Rosanna Arquette has slammed Quentin Tarantino's "racist and creepy" use of the N-word in his films.

The 66-year-old actress starred in the director's 1994 movie Pulp Fiction, and while she still believes the film was "iconic and great", she hit out at the fact he has seemingly been given a "hall pass" to use the controversial slur in his work.

She told The Times magazine: "It's iconic, a great film on a lot of levels. But personally I am over the use of the N-word -- I hate it.

"I cannot stand that he [Tarantino] has been given a hall pass. It's not art, it's just racist and creepy."

Rosanna also claimed she is the only person who worked on Pulp Fiction not to have "made money" because she was denied a percentage of the box office takings, for which she blames disgraced producer Harvey Weinstein.

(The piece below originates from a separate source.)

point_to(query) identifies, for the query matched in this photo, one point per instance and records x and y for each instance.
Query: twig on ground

She said: "I'm the only person who didn't get a back end [a share of the takings]. Everybody made money except me."

In the early 1990s, Rosanna had gone to meet with Weinstein about her script and she alleged that, when she got to his room at the Beverly Hills Hotel, he was wearing just a bathroom and tried to put her hand on his penis, and she went on to "pay the price" for spurning his advances.

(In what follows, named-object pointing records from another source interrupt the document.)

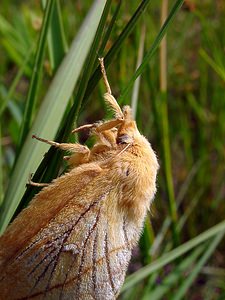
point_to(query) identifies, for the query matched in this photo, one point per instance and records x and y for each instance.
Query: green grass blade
(36, 74)
(170, 280)
(57, 45)
(116, 46)
(153, 48)
(172, 255)
(51, 111)
(209, 250)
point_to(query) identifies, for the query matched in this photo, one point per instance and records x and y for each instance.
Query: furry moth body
(74, 240)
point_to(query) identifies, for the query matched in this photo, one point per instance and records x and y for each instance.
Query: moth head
(127, 131)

She said: "I was fortunate because I was not raped. But, boy, was it going there and I paid a price for saying no, and later I paid a price for telling the truth."

Rosanna - who was one of a number of actresses to speak out about Weinstein for Ronan Farrow's 2017 New Yorker expose, which ultimately led to his arrest and 16-year jail sentence - and she believes he tried to stop directors from casting her.

She recalled: "There's a photo of a charity auction at the Cannes Film Festival [in 2001]. I look really thin and he's standing next to me, but you can see the horror in my smile. I was not a comfortable woman."

 

Meanwhile, Spike Lee is among other critics of Tarantino's use of the N-word, slamming its "excessive use" in the filmmaker's 1997 movie Jackie Brown.

He said at the time: "I have a definite problem with Quentin Tarantino's excessive use of the N-word.

"And let the record state that I never said that he cannot use that word -- I've used that word in many of my films -- but I think something is wrong with him."

And he spoke out again after Tarantino used the slur over 110 times in 2012's Django Unchained, which stars Jamie Foxx as the titular slave.

Spike told Vibe magazine: "It's disrespectful to my ancestors. That's just me. … I'm not speaking on behalf of anybody else."

Tarantino has previously insisted he won't make changes as a result of the public criticism.

He told the Hollywood Reporter in 2012: "Not one word of social criticism that's been levelled my way has ever changed one word of any script or any story I tell.

"I believe in what I'm doing wholeheartedly and passionately. It's my job to ignore that."